El discípulo misionero tiene la responsabilidad, como Jesús, de implicarse en la lucha y en la erradicación del mal. Este conflicto contra el mal debería ser una de sus ocupaciones principales, porque demuestra auténticamente su relación filial con Dios y su comunión con Jesús. Curiosamente, sin embargo, el testimonio exige que el discípulo se confronte con su humanidad. Por una parte, de hecho, debe ser capaz, en virtud de la gracia y del propio esfuerzo, de participar en la misión del Señor (cf Lc 9,1-6; 10,1-16). Sin embargo, a las grandes posibilidades que el Señor concede a sus discípulos, se corresponden también las indicaciones de sus límites: son presentados, en la persona de Pedro, como pecadores (cf Lc 5,8); o también como personas vulnerables ante la crítica blasfema de los líderes religiosos. Es el ser con Jesús, el pertenecer a él, lo que determina y sostiene la lucha contra toda forma de mal.

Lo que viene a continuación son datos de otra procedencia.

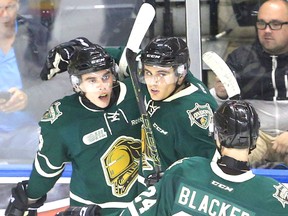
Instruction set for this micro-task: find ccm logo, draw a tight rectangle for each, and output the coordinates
[212,180,234,192]
[147,54,160,59]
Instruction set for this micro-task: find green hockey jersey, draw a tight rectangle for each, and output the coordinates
[140,74,218,183]
[123,156,288,216]
[27,80,142,214]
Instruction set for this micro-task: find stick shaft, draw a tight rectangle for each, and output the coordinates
[126,48,162,174]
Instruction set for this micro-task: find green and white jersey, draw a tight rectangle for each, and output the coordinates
[27,80,142,214]
[123,157,288,216]
[140,74,218,181]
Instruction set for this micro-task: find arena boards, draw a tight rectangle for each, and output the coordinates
[0,164,71,215]
[0,164,287,215]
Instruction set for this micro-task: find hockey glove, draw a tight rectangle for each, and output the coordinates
[144,171,164,187]
[55,205,102,216]
[40,37,93,80]
[5,180,47,216]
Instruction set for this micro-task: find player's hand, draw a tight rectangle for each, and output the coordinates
[0,88,27,113]
[40,37,93,80]
[5,180,47,216]
[144,171,164,187]
[55,205,102,216]
[214,76,228,99]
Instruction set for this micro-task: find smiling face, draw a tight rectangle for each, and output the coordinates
[257,0,288,55]
[79,69,114,108]
[143,64,184,101]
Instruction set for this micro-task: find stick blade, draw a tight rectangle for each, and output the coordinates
[202,51,241,99]
[119,3,155,75]
[126,3,155,52]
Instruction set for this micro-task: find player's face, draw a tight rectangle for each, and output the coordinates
[79,69,114,108]
[144,65,178,101]
[0,0,18,26]
[257,1,288,55]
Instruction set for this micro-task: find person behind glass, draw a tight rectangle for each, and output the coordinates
[0,0,71,164]
[119,100,288,216]
[5,44,142,215]
[210,0,288,167]
[138,36,218,187]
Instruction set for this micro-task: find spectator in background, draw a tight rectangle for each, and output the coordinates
[210,0,288,168]
[0,0,72,164]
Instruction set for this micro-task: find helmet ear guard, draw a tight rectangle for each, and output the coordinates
[111,60,120,82]
[70,75,82,93]
[175,64,188,77]
[113,62,120,76]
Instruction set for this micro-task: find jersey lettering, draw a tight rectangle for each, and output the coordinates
[153,122,168,135]
[176,184,255,216]
[83,128,107,145]
[134,186,157,214]
[212,180,234,192]
[131,117,142,126]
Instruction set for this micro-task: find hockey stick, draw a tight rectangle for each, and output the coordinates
[118,3,155,78]
[124,3,162,180]
[126,48,162,183]
[202,51,241,99]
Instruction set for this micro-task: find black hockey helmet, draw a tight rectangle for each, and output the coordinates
[213,100,260,152]
[140,36,190,76]
[68,45,117,78]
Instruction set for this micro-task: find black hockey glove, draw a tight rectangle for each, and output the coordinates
[144,171,164,187]
[55,205,102,216]
[40,37,93,80]
[5,180,47,216]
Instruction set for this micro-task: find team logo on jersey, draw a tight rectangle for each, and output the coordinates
[186,103,213,129]
[101,136,141,197]
[41,101,63,124]
[273,183,288,208]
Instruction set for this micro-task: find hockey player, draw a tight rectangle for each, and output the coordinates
[120,100,288,215]
[5,43,142,215]
[138,36,218,186]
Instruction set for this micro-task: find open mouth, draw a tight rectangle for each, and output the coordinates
[99,93,108,99]
[150,88,159,94]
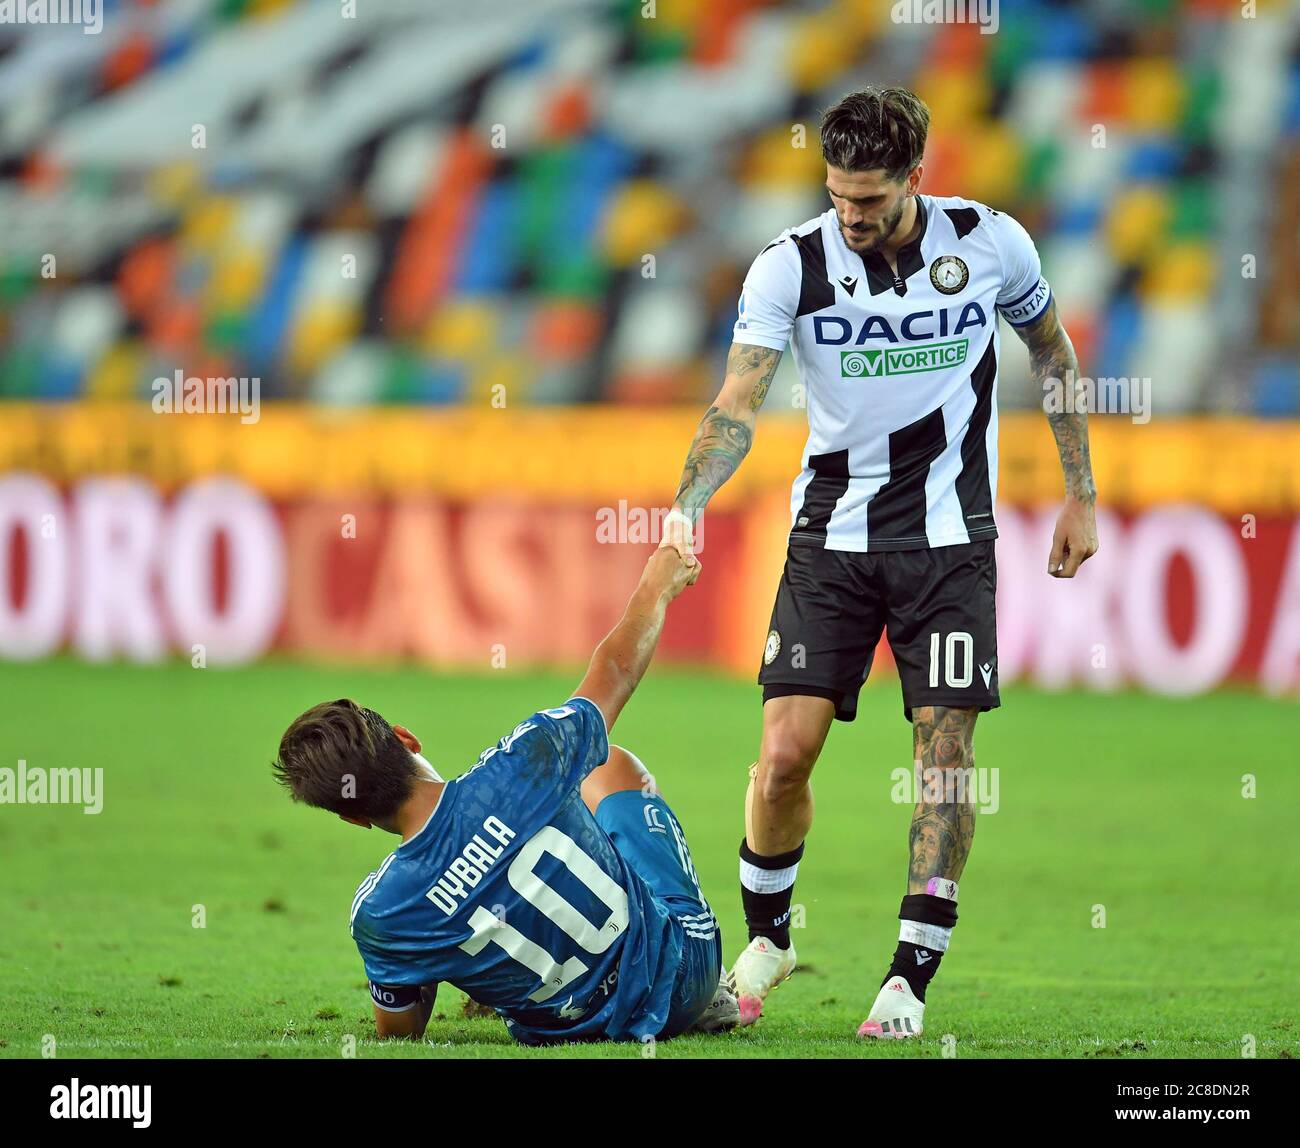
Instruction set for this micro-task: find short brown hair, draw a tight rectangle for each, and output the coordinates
[820,87,930,181]
[272,699,419,820]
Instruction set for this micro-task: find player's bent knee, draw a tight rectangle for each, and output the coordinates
[756,740,817,802]
[755,695,833,802]
[580,744,655,815]
[912,706,978,769]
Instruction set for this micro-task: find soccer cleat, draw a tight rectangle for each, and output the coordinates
[727,936,796,1026]
[688,973,741,1034]
[857,975,925,1039]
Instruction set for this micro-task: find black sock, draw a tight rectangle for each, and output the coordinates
[883,941,943,1002]
[738,838,803,949]
[882,893,959,1002]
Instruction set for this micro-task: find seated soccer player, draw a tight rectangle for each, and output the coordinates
[271,549,737,1045]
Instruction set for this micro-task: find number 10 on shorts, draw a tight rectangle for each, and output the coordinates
[928,631,974,688]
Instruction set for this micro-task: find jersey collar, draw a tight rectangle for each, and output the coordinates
[855,194,929,297]
[397,782,450,853]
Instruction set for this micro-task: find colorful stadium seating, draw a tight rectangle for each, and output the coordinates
[0,0,1295,411]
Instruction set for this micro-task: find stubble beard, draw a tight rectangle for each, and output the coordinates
[842,197,908,254]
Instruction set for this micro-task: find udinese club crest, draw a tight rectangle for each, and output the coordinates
[763,629,781,666]
[929,255,969,295]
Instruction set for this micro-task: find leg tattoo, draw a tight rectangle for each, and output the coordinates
[907,705,978,895]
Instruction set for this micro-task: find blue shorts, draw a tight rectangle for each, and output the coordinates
[594,790,723,1038]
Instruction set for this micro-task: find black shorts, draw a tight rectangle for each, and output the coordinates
[757,539,1000,723]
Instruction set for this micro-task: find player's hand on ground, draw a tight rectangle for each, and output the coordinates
[1048,497,1099,577]
[658,508,699,569]
[644,545,701,601]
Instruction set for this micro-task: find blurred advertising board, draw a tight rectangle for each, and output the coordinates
[1,404,1298,696]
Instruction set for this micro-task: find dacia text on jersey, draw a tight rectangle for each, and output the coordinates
[814,303,989,378]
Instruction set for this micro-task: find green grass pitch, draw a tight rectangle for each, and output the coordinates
[1,657,1296,1059]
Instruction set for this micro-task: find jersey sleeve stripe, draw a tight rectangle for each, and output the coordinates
[349,852,397,934]
[1001,278,1047,310]
[566,695,608,736]
[370,994,419,1013]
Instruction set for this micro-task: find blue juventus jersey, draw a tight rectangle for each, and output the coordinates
[349,697,682,1044]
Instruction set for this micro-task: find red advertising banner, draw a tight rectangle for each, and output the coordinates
[2,474,1298,696]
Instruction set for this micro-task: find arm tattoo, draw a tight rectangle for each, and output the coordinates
[1017,300,1096,503]
[673,406,753,513]
[671,344,780,513]
[907,706,978,894]
[728,343,782,411]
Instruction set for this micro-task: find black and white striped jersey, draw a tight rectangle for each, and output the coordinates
[732,194,1051,552]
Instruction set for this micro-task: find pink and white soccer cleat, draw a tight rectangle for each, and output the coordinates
[727,937,796,1026]
[857,975,925,1039]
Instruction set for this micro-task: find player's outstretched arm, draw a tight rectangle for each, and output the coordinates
[573,548,699,733]
[1015,299,1099,577]
[660,342,782,565]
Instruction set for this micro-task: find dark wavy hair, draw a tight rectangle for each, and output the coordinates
[272,698,419,820]
[820,87,930,181]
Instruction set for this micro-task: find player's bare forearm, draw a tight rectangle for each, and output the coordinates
[1016,299,1099,576]
[1018,300,1095,505]
[575,551,697,732]
[670,343,781,519]
[907,706,978,894]
[579,584,670,730]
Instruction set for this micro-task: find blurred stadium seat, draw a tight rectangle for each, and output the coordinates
[0,0,1295,411]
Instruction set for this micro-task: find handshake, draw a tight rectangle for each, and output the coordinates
[644,508,702,602]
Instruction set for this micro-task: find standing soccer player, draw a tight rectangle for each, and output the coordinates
[659,87,1098,1038]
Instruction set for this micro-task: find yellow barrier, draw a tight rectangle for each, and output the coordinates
[0,403,1294,512]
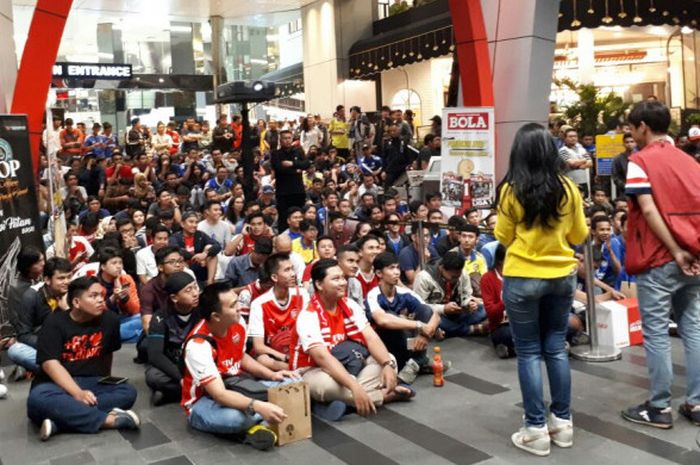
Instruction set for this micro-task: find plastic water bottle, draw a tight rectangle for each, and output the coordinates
[433,346,444,387]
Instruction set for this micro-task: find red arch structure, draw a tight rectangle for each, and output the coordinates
[448,0,494,107]
[10,0,74,171]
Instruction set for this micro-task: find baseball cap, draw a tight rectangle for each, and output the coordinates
[689,127,700,141]
[262,185,275,194]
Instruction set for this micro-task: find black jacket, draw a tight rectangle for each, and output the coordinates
[169,231,221,260]
[383,137,413,174]
[271,146,311,196]
[15,285,62,348]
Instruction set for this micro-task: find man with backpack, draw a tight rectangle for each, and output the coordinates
[620,101,700,429]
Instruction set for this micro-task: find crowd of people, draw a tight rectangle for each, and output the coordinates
[0,99,698,457]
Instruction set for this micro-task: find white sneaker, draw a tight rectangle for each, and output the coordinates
[0,384,7,399]
[0,368,6,382]
[548,413,573,447]
[511,424,551,456]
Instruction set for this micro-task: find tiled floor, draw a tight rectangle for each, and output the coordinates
[1,336,699,465]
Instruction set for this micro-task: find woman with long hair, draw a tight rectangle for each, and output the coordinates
[494,123,588,457]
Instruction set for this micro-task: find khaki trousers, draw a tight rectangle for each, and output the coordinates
[302,355,397,406]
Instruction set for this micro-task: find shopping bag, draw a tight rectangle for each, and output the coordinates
[267,381,312,445]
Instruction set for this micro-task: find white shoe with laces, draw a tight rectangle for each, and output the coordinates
[0,384,7,399]
[511,424,551,456]
[548,413,573,447]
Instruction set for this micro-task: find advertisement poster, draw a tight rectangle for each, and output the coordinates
[595,133,623,176]
[440,107,496,216]
[0,114,44,338]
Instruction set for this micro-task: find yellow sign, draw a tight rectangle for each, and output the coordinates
[595,134,624,176]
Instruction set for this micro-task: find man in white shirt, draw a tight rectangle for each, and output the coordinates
[559,127,593,198]
[136,225,171,284]
[197,200,236,256]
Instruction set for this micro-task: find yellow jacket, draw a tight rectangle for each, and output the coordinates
[494,177,588,278]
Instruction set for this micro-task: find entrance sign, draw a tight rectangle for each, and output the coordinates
[440,107,496,215]
[0,115,44,338]
[53,62,133,80]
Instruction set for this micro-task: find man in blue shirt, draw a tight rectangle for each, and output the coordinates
[398,222,438,286]
[83,123,108,157]
[591,216,622,288]
[358,144,383,177]
[366,252,441,384]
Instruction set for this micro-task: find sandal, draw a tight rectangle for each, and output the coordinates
[392,383,416,402]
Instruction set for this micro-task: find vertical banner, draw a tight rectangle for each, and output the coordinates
[0,115,44,336]
[440,107,496,216]
[595,133,623,177]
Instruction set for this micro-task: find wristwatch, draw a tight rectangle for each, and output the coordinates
[245,399,256,416]
[382,359,397,369]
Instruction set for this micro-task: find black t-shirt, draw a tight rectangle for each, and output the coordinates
[34,310,121,385]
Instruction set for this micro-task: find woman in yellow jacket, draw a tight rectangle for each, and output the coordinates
[494,123,588,457]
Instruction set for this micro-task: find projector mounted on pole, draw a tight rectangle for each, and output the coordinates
[215,80,278,200]
[215,80,277,104]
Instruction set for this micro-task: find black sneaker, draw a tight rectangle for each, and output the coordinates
[244,424,277,450]
[678,403,700,426]
[621,402,673,429]
[110,408,141,430]
[151,390,165,407]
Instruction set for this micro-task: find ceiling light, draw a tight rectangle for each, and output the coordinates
[681,26,694,34]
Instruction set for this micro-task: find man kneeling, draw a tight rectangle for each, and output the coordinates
[181,282,296,450]
[146,272,201,406]
[27,276,140,441]
[290,259,413,422]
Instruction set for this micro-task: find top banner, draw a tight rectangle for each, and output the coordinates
[0,114,44,337]
[53,62,133,80]
[440,107,496,216]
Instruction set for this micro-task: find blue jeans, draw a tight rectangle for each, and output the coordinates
[188,380,285,435]
[119,314,143,343]
[439,305,487,337]
[27,376,137,434]
[504,275,575,427]
[637,261,700,408]
[7,342,38,372]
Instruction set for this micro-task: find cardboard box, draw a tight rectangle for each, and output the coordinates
[268,381,312,446]
[595,298,643,349]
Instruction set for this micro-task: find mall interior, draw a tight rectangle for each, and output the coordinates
[1,1,700,465]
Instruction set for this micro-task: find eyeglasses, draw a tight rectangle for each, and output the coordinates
[163,259,185,266]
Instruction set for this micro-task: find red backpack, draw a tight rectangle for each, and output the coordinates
[625,141,700,275]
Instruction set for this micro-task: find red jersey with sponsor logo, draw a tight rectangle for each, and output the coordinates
[248,287,308,348]
[181,318,247,414]
[289,294,368,370]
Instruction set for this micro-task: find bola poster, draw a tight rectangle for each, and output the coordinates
[0,114,43,338]
[440,107,496,215]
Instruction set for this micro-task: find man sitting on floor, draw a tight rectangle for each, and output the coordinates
[27,276,140,441]
[249,253,309,371]
[290,259,413,422]
[146,272,201,406]
[181,282,296,450]
[413,251,487,338]
[10,258,71,375]
[366,252,443,385]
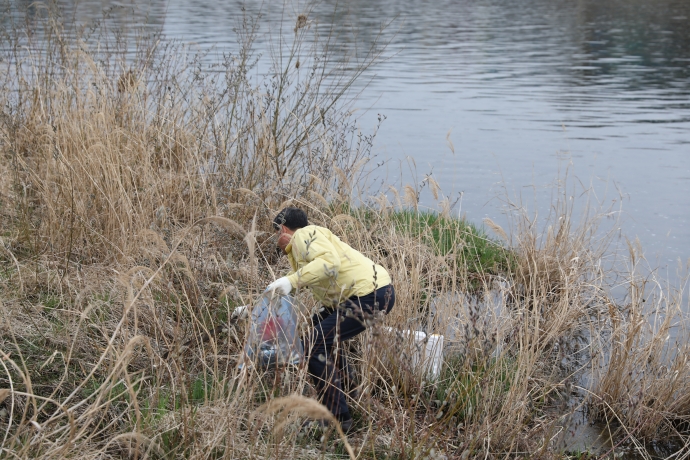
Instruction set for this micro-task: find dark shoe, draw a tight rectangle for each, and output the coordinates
[345,385,360,400]
[300,415,353,435]
[300,418,328,433]
[338,415,353,433]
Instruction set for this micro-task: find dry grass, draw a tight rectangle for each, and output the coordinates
[0,3,689,459]
[588,242,690,444]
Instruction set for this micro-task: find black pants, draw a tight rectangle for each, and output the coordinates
[307,285,395,417]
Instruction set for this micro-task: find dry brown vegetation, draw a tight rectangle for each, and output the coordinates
[1,3,689,459]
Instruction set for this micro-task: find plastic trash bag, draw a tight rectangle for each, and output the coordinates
[243,293,304,368]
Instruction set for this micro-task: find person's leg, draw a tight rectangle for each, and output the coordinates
[314,309,357,399]
[335,285,395,404]
[308,309,361,418]
[335,344,357,397]
[309,306,351,405]
[307,285,396,418]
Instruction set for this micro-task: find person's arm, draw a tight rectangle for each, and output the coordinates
[286,231,341,288]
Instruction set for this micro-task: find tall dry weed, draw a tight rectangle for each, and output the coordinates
[0,2,384,266]
[589,243,690,442]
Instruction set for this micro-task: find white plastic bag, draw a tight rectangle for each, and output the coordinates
[243,293,304,368]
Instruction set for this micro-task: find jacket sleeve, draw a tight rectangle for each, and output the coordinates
[286,231,341,288]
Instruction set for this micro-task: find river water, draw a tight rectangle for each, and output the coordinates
[7,0,690,282]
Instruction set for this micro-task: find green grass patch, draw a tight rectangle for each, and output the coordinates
[390,210,513,272]
[39,293,61,312]
[434,353,516,425]
[341,206,515,280]
[190,375,212,403]
[141,390,172,423]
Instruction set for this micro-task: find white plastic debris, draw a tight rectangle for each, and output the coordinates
[231,305,248,320]
[384,327,444,380]
[425,333,445,379]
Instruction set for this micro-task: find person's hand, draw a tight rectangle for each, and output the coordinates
[266,277,293,296]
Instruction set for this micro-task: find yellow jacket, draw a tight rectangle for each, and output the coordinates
[285,225,391,306]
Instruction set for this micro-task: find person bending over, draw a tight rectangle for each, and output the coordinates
[266,207,395,432]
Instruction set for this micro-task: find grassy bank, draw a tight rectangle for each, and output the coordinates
[1,4,690,459]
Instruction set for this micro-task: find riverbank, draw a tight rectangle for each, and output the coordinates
[1,5,689,459]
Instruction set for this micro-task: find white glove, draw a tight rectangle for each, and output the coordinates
[231,305,248,320]
[266,276,293,296]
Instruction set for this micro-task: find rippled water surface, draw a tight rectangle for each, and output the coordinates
[9,0,690,276]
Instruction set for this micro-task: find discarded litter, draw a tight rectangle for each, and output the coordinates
[242,293,304,368]
[383,327,444,380]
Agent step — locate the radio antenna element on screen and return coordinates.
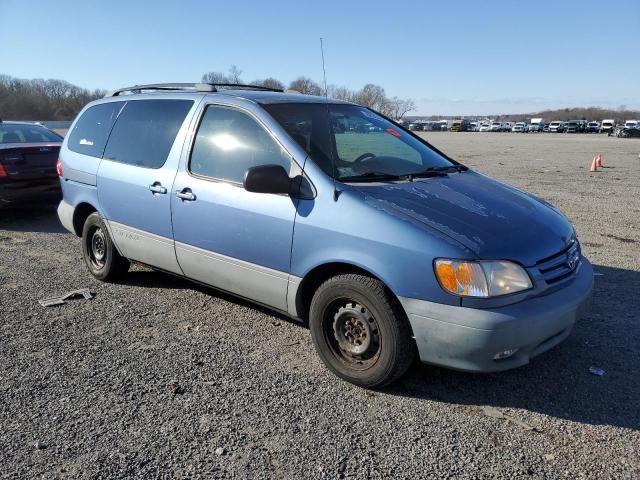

Por tanto, podemos decir que Lucas no teme la realidad: presenta a los discípulos destacando sus virtudes y sus empeños, pero también sus defectos y sus extravíos. Al mismo tiempo el evangelista, pero sobre todo el Señor Jesús, sabe que en el reconocimiento de esta limitación está su grandeza, porque todo discípulo ha de saber que siempre debe crecer, aunque jamás estará capacitado para conseguir, al menos en la vida presente, victorias definitivas. El discípulo misionero debe vivir siempre en gerundio: convirtiéndose, empeñándose, aprendiendo; porque precisamente el día en el que pretenda vivir el participio –convertido, empeñado, instruido– entonces comenzará a sentirse lleno de sí, deseoso de salvarse él solo.